CRISPR-Cas9 is a method of genome surgery that enables geneticists and medical researchers to edit parts of the genome by removing, adding or altering sections of the DNA sequence. Dr. Tsang used the example of juvenile macular degeneration as a perfect target for CRISPR-Cas9.
“The eye is the ideal system for genome surgery as well as stem cell transplantation: its relative immune privilege and accessibility, and the effects of treatment can be precisely monitored at the resolution of a single cells with non-invasive imaging allowing physicians to monitor what is happening in real time as they put the cell in and interact with eye,” says Dr. Tsang. “The eye is a self-contained area preventing CRISPR off-targeting from going to other parts of the body. As a pair organ, the eye provides the ideal treatment-control conditions and distinguishes itself as the ideal system for Individualized Medicine due to the low risk of off-targeting of genome surgery and stem cell therapies.”
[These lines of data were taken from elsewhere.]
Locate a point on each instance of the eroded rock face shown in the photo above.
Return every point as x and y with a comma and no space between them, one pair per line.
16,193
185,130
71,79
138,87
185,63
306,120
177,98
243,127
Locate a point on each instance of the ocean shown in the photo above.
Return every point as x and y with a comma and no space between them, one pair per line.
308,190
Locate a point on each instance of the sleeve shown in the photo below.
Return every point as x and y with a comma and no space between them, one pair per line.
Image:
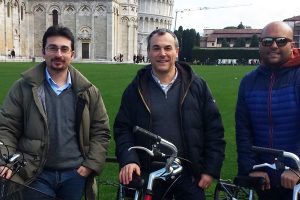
244,132
11,118
214,135
123,129
99,132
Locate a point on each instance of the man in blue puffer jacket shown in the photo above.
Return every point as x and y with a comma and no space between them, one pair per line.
268,111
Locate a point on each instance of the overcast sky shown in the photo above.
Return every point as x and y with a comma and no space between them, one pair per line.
256,13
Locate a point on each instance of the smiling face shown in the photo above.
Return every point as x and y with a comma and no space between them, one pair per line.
58,53
276,55
162,53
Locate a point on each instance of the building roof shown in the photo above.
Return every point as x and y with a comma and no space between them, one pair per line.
232,33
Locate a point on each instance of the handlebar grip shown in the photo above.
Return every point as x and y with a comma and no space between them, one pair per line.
274,152
147,133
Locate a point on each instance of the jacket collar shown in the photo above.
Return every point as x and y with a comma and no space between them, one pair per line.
36,76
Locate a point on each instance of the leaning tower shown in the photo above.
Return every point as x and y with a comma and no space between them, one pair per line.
152,14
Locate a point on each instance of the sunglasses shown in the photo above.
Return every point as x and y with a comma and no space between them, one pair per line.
280,41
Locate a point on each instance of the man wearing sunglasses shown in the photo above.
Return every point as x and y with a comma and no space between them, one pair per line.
268,111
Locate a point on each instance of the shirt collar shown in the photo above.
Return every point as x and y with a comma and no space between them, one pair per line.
54,85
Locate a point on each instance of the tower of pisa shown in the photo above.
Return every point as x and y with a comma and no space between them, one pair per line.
102,29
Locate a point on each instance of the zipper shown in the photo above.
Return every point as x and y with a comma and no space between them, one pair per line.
272,80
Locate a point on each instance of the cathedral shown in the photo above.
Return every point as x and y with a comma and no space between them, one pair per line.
103,29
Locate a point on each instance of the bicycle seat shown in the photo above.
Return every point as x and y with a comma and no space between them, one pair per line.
137,182
249,182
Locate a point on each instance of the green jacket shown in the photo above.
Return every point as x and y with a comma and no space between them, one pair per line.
23,123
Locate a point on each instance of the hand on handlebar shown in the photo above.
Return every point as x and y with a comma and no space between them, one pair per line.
267,185
289,179
5,172
125,175
205,181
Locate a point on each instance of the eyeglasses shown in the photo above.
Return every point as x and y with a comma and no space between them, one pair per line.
54,49
280,41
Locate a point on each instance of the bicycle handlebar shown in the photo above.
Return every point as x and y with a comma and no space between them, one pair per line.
158,139
161,141
277,153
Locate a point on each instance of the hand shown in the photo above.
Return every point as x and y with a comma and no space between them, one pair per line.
267,185
5,172
84,171
289,179
126,172
205,181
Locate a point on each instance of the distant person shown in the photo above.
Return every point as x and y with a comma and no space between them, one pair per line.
57,119
13,53
170,100
268,110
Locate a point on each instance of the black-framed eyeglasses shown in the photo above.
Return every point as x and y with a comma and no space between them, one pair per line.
280,41
54,49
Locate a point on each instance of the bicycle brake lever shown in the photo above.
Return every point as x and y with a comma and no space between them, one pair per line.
272,166
151,153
The science has to advance first
Megan Allyse, Ph.D.
Megan Allyse, Ph.D., Assistant Professor of Biomedical ethics at Mayo Clinic closed the session discussing ethical and regulatory concerns related to genome editing and how they may impact clinical decision-making.
According to Dr. Allyse with the advent of gene therapy and gene surgery the National Academy of Sciences laid out clear guidelines relating to responsible science. The National Academy of Sciences covers all facets of responsible science from transparency, respect of the person, fairness, to due care (proceeding carefully and deliberately and only when supported by sufficient and robust evidence).
“Although we have a lot of structures in place to monitor gene editing there are many unresolved dilemmas,” says Dr. Allyse.
Dr. Allyse posed several thought provoking questions to the audience concerning the ethical and regulatory issues such as:
- “Who defines what a serious condition or disease is?”
- “How do you handle illegitimate stem cell therapies and the exploitation of people who are desperate to solve a health issue?”
- “Is the human genome sacred?”
The questions set up a hard conversation with those in attendance and the answers were as varied and individual as each person.
“As much as we want to get into humans, the science has to come first,” says Dr. Allyse. “Our goal is to bring people up to health as opposed to pushing them to enhancement.”